I am always asked something by people which is related to both of my think-tanks Internationalism & Indian Society of Artificial Intelligence and Law.
What they ask is interesting:
#Question: Are you the only driving factor in these organizations?
I don't think that's a good question because that's not how an organization works. I am not a perfect leader and occasionally, people consider me as a novice, a low-class person and equate me with half-baked startup dreams. What I feel is that this kind of comparison and adjustment which people have in mind is not only erratic, but unreasonable.
What drove me to start Internationalism was just an abstract idea - take away the monopoly of educational institutions in matters of academic knowledge to think-tanks in the realm of international law and affairs. ISAIL is my AI-Law affair, which I consider to be an important epitome to endorse people towards better and enlightened approaches to posit and learn about issues related to AI and Social Sciences, because India is not so much prepared to deal with AI, but it is not that we cannot be.
Considerably, to an extent, I might be a driving factor (and maybe the only one, sadly, in tough times howsoever you interpret or I reconcile upon) for both the organizations. But I am proud of what I have made - even if we are not that visible and even known like IT Cells and Glam Pages.
Our aim is serene - we want our fellow Indians to arise out of their obscurities and democratize research in social sciences as a big skill that can empower anybody.
I tell ya - people despise my ideas so much that they feel I should teach just because I write a lot and I have academic ideas. They think making money is everything. Oh - if that were true, then mere stock buybacks would not have been a bad idea for big US companies, isn't it? Why they lost? They lost their way and purpose. They didn't realize that if they destroy the ethical cycle of capitalism, not only they are causing economic inequality, but also keeping the economic future of the US so uncertain during such force majeure conditions.
Here's another question people ask, genuinely:
#Question: Who cares about what you do and write?
Actually I should have stopped writing poetry if I had thought I have no audience 😥, but using this notion of so-called digital virality is not sick, but is interpretably realized so much worse by business people that they priotize commercial monopoly over creative values. But as the elites cannot own this issue, so cannot the Left-Right binary people who care nothing but stupid redemptions.

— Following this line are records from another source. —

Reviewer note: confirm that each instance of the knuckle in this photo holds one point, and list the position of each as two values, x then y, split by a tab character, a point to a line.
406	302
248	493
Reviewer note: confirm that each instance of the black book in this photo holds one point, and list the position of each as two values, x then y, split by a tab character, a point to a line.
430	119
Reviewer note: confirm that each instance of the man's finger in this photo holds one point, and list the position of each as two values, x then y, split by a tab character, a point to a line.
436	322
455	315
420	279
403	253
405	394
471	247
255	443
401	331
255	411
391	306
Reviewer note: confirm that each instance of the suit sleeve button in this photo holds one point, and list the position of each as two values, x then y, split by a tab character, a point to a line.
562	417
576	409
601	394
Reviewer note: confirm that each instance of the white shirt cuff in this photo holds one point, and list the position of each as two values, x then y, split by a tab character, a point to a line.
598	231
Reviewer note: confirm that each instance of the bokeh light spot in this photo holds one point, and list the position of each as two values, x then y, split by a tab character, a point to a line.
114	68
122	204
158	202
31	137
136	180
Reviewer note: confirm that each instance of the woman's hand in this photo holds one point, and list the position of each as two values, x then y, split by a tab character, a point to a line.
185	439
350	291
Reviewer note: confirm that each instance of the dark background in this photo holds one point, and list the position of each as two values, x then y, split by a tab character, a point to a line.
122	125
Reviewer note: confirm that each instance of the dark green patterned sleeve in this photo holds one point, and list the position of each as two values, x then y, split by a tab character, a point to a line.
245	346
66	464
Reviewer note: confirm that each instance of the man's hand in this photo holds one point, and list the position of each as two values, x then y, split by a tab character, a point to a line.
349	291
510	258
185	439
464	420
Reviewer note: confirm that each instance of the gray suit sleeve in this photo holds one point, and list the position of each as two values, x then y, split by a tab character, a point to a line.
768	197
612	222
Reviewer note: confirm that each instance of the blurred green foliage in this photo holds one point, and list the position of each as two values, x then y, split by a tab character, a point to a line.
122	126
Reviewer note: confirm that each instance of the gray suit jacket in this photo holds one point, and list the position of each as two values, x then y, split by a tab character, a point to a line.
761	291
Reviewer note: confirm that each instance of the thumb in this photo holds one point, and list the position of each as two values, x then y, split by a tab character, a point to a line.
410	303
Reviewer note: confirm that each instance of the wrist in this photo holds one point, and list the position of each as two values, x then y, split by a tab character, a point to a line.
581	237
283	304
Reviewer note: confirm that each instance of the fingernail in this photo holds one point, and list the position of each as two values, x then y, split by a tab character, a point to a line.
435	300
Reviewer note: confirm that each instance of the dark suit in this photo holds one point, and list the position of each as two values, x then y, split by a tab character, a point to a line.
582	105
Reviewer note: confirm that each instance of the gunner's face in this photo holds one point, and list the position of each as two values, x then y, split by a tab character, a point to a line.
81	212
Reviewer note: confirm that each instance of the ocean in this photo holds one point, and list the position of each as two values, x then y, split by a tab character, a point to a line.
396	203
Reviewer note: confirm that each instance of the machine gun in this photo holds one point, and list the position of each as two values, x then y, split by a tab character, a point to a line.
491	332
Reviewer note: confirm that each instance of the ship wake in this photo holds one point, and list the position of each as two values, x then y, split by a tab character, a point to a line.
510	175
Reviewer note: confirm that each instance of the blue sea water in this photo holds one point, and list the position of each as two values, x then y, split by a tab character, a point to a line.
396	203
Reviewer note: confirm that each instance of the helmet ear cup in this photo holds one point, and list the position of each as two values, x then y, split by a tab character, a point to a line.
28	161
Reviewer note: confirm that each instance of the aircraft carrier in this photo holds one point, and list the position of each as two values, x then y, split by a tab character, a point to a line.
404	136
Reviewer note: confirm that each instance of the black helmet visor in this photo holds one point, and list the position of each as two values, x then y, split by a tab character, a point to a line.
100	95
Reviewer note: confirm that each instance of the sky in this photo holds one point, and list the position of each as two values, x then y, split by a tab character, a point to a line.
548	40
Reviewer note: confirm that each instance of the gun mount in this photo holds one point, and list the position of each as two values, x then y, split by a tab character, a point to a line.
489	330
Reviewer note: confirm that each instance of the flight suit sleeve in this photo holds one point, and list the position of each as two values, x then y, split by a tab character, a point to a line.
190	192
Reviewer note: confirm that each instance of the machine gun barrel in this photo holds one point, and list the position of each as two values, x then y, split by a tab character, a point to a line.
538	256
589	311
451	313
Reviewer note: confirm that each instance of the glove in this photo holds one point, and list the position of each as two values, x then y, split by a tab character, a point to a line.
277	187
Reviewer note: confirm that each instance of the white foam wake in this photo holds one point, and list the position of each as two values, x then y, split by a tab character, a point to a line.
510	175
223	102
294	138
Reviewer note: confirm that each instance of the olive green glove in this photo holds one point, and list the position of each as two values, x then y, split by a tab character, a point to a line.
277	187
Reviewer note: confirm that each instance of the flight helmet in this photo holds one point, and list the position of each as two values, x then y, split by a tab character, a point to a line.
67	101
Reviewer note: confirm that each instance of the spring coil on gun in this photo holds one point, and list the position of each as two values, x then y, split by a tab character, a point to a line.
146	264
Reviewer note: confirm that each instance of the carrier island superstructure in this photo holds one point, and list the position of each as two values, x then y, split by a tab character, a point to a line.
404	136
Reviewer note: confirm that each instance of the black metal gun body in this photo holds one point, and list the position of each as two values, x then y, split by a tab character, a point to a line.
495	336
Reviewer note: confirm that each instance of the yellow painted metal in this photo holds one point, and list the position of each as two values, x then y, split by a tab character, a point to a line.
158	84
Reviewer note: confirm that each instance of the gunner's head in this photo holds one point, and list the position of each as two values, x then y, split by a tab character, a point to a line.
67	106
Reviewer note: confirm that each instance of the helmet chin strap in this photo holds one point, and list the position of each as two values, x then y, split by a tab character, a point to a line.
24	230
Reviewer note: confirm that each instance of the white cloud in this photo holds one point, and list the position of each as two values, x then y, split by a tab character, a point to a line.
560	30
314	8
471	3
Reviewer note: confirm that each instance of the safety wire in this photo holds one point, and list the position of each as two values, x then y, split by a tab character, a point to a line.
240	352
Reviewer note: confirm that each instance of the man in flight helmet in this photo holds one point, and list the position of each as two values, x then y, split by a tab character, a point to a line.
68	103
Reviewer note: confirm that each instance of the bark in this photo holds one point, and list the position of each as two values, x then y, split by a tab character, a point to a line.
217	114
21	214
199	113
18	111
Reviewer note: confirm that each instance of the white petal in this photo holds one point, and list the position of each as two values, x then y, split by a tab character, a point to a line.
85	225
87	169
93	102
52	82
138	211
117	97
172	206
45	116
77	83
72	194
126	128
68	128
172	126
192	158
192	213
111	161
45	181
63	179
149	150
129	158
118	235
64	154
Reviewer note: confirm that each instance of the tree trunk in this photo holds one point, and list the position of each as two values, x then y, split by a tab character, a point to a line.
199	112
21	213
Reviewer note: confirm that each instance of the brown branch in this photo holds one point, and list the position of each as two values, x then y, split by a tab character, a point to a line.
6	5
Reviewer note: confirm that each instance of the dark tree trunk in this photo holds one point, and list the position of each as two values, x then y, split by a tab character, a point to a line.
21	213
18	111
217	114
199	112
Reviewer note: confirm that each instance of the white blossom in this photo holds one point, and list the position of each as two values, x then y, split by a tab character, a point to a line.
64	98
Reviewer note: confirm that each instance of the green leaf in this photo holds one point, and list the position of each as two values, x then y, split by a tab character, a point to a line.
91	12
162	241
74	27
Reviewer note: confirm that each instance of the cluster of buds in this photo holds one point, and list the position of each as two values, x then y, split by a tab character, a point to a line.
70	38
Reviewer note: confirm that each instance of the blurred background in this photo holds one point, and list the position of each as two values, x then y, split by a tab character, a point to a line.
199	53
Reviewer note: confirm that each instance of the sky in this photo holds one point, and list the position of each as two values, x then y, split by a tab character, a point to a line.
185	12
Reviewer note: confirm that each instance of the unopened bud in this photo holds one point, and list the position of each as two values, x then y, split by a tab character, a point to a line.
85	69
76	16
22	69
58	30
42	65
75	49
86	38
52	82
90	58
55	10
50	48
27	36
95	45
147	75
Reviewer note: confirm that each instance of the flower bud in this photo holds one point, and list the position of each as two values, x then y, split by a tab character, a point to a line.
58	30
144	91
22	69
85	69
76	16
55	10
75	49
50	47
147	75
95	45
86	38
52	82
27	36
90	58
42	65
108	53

I sometimes feel maybe I could not live longer. I don't know why - this (not scary but) unscrupulous thought gushes within my mind and alarms me. Maybe I have just felt there is none who can understand who I am, or what I am capable of. But for goodness' sake, I am proud of my identity, and my ability to retain my skills and traits I have discovered and earned. I may not be the most popular person at a competitive level, nor my startup ideas are so flashy, but I would hate dying like Nikola Tesla or Anne Frank or S Ramanujan. If I die, then I'd love to die when I am satisfied like maybe a multimillionaire, who left the world in 2011, but laid the foundation of iPhone. I would love to pass away when I am satisfied like that guy, who is no more with us but earned reputation for films like Hindi Medium and Chandrakanta.
To be honest - I have no single inspiration in reality. My inspirations are innumerable people, whether the elites or from the streets. I believe in Sun Tzu's philosophy of war and I think it's quite inevitable that we must learn from our foes as much as we learn from our allies.
But yes - like any person's simple aspiration, I would love to die when I have generated a powerhouse - a beautiful future for the ideas I made, I encouraged or I lived with, which make the world a better place.